We found that nursing students’ exposure to the principles of SPHM varied and was generally limited. While the majority of respondents reported using the ANA's SPHM interprofessional national standards in their curricula, they gave limited attention to the elements of evidence-based SPHM programs. Even when such elements were taught in classrooms, their practical application in skills labs was often lacking. Students’ limited exposure to SPHM at clinical affiliates may be insufficient in guiding them to seek employment at facilities that best provide for their safety.

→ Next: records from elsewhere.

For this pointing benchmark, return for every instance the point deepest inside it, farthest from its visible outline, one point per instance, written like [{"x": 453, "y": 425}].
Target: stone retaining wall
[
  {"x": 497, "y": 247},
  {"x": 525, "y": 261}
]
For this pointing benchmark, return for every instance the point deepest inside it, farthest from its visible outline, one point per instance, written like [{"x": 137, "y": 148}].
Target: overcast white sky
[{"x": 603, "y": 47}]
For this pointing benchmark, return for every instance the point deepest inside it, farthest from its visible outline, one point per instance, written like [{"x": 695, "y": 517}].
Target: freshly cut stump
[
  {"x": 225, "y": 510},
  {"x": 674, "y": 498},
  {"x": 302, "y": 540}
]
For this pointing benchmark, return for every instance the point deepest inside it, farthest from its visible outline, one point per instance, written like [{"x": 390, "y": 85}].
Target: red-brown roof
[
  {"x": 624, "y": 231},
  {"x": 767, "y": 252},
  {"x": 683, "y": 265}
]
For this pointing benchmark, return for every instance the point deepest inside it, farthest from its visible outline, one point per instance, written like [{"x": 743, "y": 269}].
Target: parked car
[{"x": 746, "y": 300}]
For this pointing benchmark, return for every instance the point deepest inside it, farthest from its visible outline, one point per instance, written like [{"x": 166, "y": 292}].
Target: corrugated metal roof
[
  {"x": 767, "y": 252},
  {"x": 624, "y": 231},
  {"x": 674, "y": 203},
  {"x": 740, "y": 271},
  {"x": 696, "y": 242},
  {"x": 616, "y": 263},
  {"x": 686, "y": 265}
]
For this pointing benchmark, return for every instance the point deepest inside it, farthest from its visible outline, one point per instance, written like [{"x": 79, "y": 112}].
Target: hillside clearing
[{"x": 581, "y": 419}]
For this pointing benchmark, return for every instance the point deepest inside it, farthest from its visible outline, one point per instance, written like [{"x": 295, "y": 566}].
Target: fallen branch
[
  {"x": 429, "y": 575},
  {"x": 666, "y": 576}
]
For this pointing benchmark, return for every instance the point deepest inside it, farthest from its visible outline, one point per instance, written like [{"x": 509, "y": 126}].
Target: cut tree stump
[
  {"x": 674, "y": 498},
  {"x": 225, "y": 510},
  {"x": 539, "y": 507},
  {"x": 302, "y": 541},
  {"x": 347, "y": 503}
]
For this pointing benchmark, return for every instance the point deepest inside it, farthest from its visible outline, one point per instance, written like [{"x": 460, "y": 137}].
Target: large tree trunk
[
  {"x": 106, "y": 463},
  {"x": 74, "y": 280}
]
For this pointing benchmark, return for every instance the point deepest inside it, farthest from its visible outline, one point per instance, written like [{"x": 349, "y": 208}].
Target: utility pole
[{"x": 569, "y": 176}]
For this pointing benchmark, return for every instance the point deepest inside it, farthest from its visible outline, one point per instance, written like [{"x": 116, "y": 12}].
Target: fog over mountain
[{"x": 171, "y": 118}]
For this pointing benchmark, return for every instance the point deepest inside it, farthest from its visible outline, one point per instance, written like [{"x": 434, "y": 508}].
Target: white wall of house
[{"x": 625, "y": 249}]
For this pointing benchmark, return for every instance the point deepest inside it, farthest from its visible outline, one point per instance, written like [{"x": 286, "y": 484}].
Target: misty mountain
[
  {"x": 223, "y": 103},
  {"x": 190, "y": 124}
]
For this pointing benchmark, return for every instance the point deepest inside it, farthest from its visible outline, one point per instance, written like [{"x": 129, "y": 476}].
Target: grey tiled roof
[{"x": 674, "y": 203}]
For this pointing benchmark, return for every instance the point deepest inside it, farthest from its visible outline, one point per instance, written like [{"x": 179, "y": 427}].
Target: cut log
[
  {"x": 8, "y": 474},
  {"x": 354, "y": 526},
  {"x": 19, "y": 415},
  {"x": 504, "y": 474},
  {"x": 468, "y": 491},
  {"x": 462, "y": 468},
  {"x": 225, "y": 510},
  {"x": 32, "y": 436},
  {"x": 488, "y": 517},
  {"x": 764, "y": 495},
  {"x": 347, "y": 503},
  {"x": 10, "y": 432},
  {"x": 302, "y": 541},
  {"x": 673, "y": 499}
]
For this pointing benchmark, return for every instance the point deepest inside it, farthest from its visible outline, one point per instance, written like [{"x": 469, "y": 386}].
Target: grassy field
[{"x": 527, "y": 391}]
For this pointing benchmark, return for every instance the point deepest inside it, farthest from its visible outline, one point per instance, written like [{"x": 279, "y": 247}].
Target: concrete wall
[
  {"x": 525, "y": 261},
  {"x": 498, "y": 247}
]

Nurse educators may find it challenging to add SPHM content to already full curricula. But schools have an ethical duty to protect students from known occupational risks such as the injuries associated with manually lifting, transferring, and repositioning patients and assisting them with mobility. Expectations of what the profession of nursing entails are first set in nursing school. It's incumbent on all nursing professionals to encourage and support schools to demonstrate commitment to SPHM as an essential standard of practice.